Sheet/plate and fabricated components in gas turbines, industrial furnaces and heat-treatment equipment where oxidation resistance and formability are priorities.
2. Is Nimonic 75 weldable?
Yes, when annealed, it is weldable with suitable nickel-based filler metals and qualified procedures. Post-weld anneal may be recommended for some applications.
3. What are the maximum continuous service temperatures?
Service ranges are typically up to ~600–700 °C for continuous service; brief excursions higher are possible depending on loading and environment.
4. Can it be heat-treated for additional strength?
Nimonic 75 is primarily solution-strengthened and frequently strengthened by cold work; it is not an age-hardenable alloy in the same way as some other Nimonic grades.
5. What is the chemical composition?
Ni balance; Cr 18–21%; Ti 0.2–0.6%; C 0.08–0.15%; Fe ≤5%; Si, Mn ≤1% each; Cu ≤0.5%. Confirm with MTC.
6. Is Nimonic 75 the same as Nimonic 80A?
No, 80A generally provides higher creep/strength at elevated temperatures; 75 favors formability and oxidation resistance.

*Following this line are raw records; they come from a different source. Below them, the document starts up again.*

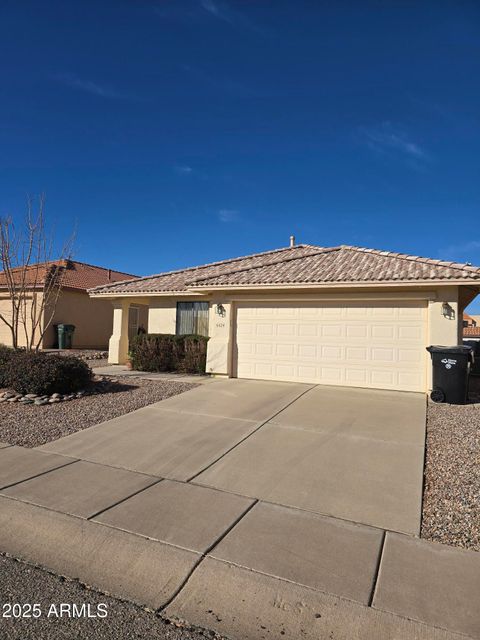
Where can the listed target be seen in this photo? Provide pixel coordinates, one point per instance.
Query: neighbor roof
(75, 275)
(300, 265)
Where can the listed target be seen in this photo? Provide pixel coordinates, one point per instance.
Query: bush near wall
(41, 373)
(166, 352)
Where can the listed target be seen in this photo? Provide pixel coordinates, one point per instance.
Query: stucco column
(220, 332)
(118, 344)
(444, 323)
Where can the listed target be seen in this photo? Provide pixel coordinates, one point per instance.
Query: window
(192, 318)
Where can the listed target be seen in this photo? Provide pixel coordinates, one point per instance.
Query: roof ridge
(411, 258)
(269, 264)
(96, 266)
(208, 264)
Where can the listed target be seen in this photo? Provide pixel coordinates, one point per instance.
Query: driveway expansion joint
(38, 475)
(262, 424)
(204, 555)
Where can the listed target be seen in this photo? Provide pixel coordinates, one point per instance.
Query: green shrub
(44, 374)
(6, 355)
(166, 352)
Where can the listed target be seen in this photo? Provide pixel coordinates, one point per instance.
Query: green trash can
(65, 335)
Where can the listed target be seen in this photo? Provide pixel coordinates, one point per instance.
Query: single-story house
(469, 321)
(340, 316)
(92, 318)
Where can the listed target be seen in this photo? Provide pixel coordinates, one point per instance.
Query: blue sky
(176, 133)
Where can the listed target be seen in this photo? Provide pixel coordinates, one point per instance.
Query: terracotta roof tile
(76, 275)
(303, 264)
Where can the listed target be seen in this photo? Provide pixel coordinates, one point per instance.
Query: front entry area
(377, 344)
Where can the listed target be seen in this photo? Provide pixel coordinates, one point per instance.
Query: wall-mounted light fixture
(448, 311)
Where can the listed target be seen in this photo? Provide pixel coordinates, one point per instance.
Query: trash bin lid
(459, 349)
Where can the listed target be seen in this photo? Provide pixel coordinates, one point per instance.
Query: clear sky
(180, 132)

Choose based on required mechanical/cyclic life.
7. How should stock be specified for procurement?
State UNS/EN designation, product form, heat treatment condition, required mechanical properties, MTC level and any NDT requirement.
8. Typical density?
8.37 g/cm³ (≈ 8370 kg/m³). Useful for weight and cost conversions.

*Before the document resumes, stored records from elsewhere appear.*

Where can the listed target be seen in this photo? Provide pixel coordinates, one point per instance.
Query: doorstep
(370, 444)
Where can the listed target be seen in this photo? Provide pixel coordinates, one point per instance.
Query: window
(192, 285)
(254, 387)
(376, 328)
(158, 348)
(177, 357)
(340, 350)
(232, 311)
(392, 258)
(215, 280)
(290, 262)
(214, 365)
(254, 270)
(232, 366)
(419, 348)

9. Can Nimonic 75 be cold-formed?
Yes — in annealed condition it forms well, but it work-hardens quickly; plan intermediate anneals for heavy forming.
10. Is it economical?
Relative to high-strength, age-hardenable superalloys, Nimonic 75 is cost-effective for oxidation-sensitive sheet/formed parts; however, it's a specialty nickel alloy so cost per kg remains significantly higher than steels. Market prices vary widely by region and certification.